Matahari perlahan meninggi, menyebarkan teriknya yang terasa membakar. Erangan orang-orang yang tidak bisa bergerak itu terdengar makin keras. Bayi itu tiba-tiba menangis keras, tapi tidak ada yang menolongnya. Ibunya tidak lagi bergerak. Payudaranya, yang sedari tadi dihisap bayinya, kini sudah mengeras. Sang ibu meninggal dengan bayi masih berada di gendongannya.
"Tolong! Siapa pun yang masih bisa berjalan, tolong kesini…"
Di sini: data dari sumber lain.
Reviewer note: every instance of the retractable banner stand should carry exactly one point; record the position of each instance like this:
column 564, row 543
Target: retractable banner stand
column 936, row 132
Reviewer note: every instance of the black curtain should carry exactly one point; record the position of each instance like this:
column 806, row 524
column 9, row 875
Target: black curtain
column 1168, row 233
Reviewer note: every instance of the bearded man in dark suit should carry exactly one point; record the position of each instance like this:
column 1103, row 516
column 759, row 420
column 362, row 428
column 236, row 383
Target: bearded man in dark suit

Seumur hidupku, tidak pernah aku melihat kengerian yang seperti ini.

***
Siang itu menjelang petang. Akhirnya datanglah regu penolong. Tapi saking banyaknya orang sudah meninggal daripada yang masih hidup, mereka lebih banyak datang untuk mengambil jasad-jasad itu daripada memberikan pertolongan. Serdadu-serdadu itu rupanya dari Angkatan Laut. Mereka mengibarkan bendera palang merah kecil di salah satu dahanku, lalu mendirikan dua tenda besar. Dokter militer memeriksa mata setiap orang yang tengah terbaring seperti sedang memilih-milih ikan saja. Hanya mereka masih bernapas yang dibawa ke dalam tenda. Bayi Mii-chan yang sedang berada di dekat akarku dipisahkan dari mendiang ibunya, dan dibawa ke tenda. Sejak saat itu, dari waktu ke waktu, aku bisa mendengar suara bayi dari dalam tenda itu. Setiap kali suara itu terdengar, aku merasa lega, karena Mii-chan kecil telah diselamatkan.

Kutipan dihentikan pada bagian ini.